Brian Letort | AI Architect & Data Center Innovator

TL;DR

Self-learning ETL with Plan-Act-Reflect loops
Automatic knowledge graph population from data sources
New domain agents created automatically when you add data

Most RAG systems make data ingestion your problem.

SemanticStudio makes it a feature: self-learning ETL pipelines that don't just ingest data—they build knowledge graphs and create new agents automatically.

The ETL Vision

Traditional ETL:

Data Source → Transform → Load → Done

SemanticStudio ETL:

Data Source → Understand → Transform → Load → 
  → Populate Vector Store
  → Build Knowledge Graph
  → Create/Link Domain Agent
  → Learn for Next Time

The ETL system is intelligent. It adapts.
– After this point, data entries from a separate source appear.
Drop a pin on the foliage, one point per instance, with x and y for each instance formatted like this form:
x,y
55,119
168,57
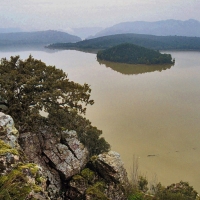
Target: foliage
x,y
29,86
5,148
148,41
133,54
96,191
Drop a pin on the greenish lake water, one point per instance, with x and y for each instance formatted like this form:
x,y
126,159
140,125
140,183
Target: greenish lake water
x,y
142,110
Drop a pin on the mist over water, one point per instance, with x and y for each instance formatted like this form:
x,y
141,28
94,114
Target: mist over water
x,y
153,115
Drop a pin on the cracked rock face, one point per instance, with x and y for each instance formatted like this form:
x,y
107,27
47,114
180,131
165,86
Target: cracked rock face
x,y
26,178
60,155
110,167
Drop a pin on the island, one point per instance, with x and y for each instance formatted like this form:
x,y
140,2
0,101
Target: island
x,y
134,54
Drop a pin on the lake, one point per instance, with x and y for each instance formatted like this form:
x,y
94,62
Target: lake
x,y
152,114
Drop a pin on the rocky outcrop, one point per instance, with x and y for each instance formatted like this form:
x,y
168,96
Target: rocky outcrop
x,y
104,178
60,155
54,166
19,179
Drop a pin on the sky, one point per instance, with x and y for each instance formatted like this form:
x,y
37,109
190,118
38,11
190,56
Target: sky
x,y
68,14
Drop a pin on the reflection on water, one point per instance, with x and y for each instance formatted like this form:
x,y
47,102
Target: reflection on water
x,y
129,69
154,116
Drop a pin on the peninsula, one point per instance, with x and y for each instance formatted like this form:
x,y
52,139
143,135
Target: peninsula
x,y
133,54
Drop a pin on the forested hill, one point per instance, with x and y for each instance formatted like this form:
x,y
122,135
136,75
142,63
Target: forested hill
x,y
148,41
190,28
39,37
133,54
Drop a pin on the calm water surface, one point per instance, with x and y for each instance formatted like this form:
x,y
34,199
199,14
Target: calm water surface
x,y
143,111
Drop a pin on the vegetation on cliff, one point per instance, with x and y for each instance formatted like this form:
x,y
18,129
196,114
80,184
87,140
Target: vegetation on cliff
x,y
29,88
133,54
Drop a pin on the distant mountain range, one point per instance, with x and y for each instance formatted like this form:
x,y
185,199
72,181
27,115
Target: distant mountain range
x,y
161,28
36,38
148,41
85,32
10,30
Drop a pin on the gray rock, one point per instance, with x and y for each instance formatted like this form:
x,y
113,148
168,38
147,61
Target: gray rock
x,y
60,155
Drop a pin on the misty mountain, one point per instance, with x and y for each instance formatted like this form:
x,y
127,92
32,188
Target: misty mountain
x,y
148,41
161,28
39,37
10,30
85,32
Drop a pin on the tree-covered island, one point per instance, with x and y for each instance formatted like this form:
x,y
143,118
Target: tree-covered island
x,y
133,54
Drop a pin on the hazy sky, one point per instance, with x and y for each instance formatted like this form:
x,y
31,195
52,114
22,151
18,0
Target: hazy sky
x,y
66,14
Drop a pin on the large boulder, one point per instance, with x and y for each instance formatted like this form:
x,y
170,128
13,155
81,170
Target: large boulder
x,y
104,178
19,179
60,155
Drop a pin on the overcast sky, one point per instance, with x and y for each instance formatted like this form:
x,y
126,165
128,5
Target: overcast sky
x,y
66,14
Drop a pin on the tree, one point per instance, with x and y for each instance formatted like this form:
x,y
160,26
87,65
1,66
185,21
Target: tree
x,y
28,87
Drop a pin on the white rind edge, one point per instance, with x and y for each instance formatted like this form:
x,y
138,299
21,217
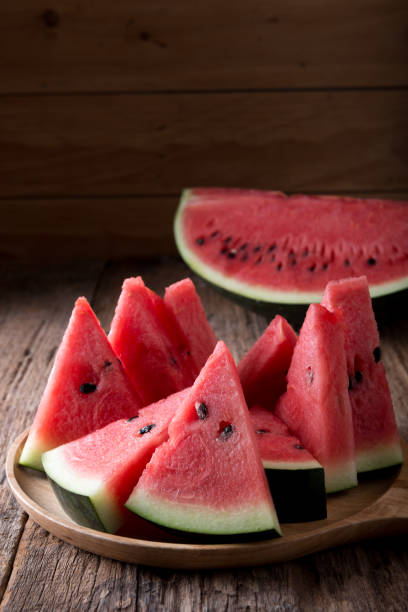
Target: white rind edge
x,y
201,519
252,292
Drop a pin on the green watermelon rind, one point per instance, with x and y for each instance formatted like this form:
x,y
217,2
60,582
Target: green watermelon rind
x,y
256,292
76,486
200,519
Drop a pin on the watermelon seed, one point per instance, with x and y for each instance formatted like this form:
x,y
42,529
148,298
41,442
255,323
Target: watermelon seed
x,y
87,388
358,376
146,429
201,410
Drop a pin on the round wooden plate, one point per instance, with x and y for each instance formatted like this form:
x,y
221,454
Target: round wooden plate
x,y
377,507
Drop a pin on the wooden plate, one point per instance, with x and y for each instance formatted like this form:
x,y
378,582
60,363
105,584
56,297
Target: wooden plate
x,y
377,507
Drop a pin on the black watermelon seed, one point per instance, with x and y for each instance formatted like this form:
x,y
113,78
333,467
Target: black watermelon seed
x,y
201,410
227,432
358,376
87,388
146,429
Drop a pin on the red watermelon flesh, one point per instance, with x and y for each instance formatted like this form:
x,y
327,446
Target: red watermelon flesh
x,y
271,247
149,356
264,367
183,301
104,466
208,477
316,405
87,388
375,431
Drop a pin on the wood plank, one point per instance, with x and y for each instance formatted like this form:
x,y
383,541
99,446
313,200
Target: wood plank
x,y
201,45
124,145
51,575
34,309
97,227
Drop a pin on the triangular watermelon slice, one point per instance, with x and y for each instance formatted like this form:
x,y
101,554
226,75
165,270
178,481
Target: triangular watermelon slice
x,y
295,478
150,357
316,406
264,367
375,431
208,477
87,388
183,301
93,476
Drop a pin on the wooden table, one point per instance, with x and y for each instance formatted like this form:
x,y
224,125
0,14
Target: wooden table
x,y
39,572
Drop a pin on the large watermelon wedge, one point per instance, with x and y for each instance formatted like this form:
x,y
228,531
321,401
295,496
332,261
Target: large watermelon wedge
x,y
208,477
141,336
269,247
375,431
316,406
295,478
263,369
87,388
94,475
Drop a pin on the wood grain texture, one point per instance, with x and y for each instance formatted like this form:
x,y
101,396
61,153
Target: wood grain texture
x,y
111,145
74,228
48,574
202,45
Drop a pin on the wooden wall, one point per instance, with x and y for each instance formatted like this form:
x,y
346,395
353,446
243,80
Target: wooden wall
x,y
108,109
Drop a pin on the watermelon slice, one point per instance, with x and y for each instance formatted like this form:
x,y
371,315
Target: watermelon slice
x,y
94,475
264,367
208,477
182,299
295,478
316,406
269,247
375,431
140,336
87,388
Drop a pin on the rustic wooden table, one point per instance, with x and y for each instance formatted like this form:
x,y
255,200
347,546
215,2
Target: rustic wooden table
x,y
39,572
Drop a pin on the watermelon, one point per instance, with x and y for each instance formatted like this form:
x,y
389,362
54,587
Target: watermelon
x,y
94,475
263,368
142,335
269,247
182,299
208,477
87,388
316,406
375,431
295,478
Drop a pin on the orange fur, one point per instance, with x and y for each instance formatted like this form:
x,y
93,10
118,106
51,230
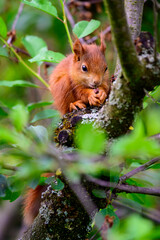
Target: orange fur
x,y
32,202
71,87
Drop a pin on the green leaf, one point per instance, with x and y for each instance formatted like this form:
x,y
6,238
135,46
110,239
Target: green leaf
x,y
7,136
49,180
19,83
99,193
3,28
19,116
34,44
154,166
3,185
32,106
48,56
89,139
39,132
48,113
57,185
3,52
135,144
11,195
3,112
43,5
84,28
109,211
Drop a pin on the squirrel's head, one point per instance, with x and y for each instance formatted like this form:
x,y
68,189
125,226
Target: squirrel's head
x,y
89,67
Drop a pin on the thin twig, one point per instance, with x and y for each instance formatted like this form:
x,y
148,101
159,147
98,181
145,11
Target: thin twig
x,y
69,16
24,64
139,169
93,237
155,25
93,39
151,214
125,188
157,5
71,20
66,25
21,51
20,9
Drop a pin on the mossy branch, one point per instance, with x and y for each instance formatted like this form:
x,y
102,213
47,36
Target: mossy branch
x,y
131,67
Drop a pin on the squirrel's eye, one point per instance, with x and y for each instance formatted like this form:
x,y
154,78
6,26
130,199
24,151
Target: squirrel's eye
x,y
84,68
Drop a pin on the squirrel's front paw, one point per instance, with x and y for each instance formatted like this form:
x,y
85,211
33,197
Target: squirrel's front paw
x,y
101,95
74,105
94,99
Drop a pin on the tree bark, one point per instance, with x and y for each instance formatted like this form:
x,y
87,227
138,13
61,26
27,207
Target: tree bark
x,y
62,215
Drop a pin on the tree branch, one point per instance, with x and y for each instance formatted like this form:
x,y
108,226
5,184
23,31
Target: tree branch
x,y
139,169
131,66
125,188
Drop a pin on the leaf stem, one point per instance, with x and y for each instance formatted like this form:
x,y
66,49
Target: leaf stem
x,y
24,64
66,25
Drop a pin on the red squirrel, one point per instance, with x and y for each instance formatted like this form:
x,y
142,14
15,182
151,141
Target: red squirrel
x,y
80,79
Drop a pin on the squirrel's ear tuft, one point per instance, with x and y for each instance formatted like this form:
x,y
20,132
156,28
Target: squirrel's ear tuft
x,y
103,45
78,49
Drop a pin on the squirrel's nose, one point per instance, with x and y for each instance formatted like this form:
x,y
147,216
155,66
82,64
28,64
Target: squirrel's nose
x,y
95,82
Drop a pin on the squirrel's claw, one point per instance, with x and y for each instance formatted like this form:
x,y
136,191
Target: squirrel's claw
x,y
74,105
94,100
102,95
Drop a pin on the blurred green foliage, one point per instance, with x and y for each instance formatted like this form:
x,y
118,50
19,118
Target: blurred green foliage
x,y
25,136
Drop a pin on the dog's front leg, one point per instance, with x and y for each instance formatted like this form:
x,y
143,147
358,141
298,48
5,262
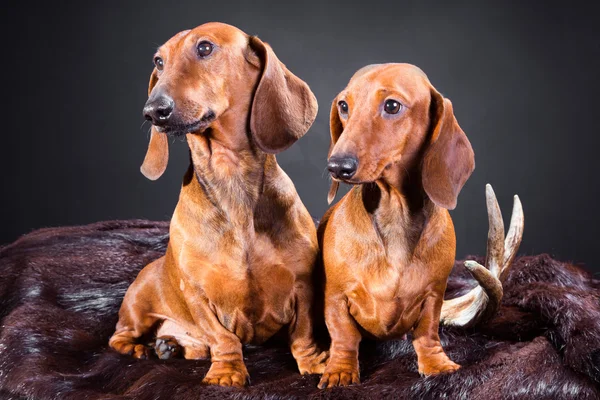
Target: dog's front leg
x,y
227,368
310,359
431,357
342,368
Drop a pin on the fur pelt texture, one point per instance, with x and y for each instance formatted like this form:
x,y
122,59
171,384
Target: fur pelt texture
x,y
60,292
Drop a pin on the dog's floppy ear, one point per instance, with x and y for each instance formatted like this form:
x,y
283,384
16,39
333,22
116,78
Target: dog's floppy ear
x,y
283,107
449,160
335,129
157,156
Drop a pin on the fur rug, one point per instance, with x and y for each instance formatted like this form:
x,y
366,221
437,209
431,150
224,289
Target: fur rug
x,y
60,292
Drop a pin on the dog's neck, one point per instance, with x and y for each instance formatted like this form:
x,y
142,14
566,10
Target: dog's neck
x,y
227,170
399,207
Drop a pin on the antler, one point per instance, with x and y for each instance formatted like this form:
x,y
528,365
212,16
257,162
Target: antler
x,y
483,301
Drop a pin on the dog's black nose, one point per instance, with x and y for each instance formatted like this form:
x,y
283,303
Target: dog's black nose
x,y
342,167
158,110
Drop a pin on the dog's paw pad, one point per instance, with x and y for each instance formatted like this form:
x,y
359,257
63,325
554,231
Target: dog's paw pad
x,y
166,348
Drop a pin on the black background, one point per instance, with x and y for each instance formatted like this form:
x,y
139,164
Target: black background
x,y
523,78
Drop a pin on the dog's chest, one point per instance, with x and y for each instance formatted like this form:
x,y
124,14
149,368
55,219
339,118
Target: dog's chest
x,y
386,302
252,294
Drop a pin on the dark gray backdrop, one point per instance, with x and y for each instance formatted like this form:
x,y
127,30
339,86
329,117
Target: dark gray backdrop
x,y
523,78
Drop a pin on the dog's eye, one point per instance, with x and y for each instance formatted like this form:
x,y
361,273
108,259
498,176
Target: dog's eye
x,y
204,49
159,63
343,106
392,106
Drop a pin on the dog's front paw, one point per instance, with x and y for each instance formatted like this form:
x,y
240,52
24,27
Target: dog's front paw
x,y
227,373
339,375
438,365
314,364
167,347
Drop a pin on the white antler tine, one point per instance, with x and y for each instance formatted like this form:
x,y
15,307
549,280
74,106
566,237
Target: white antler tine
x,y
495,244
513,238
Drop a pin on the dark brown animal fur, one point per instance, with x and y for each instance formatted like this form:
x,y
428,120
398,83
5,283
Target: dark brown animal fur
x,y
61,288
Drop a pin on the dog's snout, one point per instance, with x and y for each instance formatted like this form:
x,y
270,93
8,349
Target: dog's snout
x,y
158,110
342,167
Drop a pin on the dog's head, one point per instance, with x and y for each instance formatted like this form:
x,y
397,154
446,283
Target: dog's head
x,y
216,74
390,115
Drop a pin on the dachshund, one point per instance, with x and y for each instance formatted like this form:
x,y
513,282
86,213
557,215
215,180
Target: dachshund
x,y
388,245
242,247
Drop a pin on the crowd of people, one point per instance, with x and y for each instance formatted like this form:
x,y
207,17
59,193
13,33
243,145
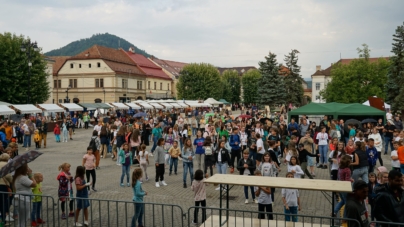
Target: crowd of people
x,y
252,144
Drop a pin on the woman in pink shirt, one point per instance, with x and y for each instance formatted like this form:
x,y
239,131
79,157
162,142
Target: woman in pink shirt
x,y
89,164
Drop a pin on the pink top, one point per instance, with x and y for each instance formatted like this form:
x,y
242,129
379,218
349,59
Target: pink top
x,y
90,161
200,190
344,174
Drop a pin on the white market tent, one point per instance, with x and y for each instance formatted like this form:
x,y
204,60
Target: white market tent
x,y
51,108
27,109
5,110
120,106
212,101
144,104
133,106
71,106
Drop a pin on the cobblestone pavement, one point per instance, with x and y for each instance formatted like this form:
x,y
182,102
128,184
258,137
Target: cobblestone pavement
x,y
108,179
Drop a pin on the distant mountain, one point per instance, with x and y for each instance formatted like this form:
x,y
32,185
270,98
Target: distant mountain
x,y
106,39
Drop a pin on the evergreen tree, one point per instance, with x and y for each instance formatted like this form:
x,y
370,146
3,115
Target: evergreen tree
x,y
15,84
293,79
395,76
271,88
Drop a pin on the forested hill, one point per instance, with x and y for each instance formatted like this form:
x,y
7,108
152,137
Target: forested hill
x,y
106,39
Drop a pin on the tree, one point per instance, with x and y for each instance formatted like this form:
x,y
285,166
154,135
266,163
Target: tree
x,y
271,89
15,83
250,82
358,80
395,75
231,86
293,79
199,81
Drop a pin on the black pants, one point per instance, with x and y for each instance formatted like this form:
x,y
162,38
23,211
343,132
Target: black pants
x,y
235,154
265,208
92,172
62,205
160,172
379,156
334,174
203,204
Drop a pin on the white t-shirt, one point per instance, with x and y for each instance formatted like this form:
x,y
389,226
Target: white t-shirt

It improves.

Plan-Act-Reflect (PAR) Loops

At the heart of SemanticStudio's ETL is the PAR pattern—the same self-learning loop I've written about in Self-Learning Pipelines.

Plan-Act-Reflect (PAR) Loop

Self-learning ETL that improves over time

Plan

Analyze source and determine strategy

Act

Execute transformation and capture results

Reflect

Evaluate results and learn for next time

Loop learns and improves each run

Phase 1: Plan

Before touching data, the system plans:

Schema Analysis: What does this source look like?
Issue Prediction: What might go wrong?
Strategy Selection: How should we transform this?
Resource Estimation: How long will this take?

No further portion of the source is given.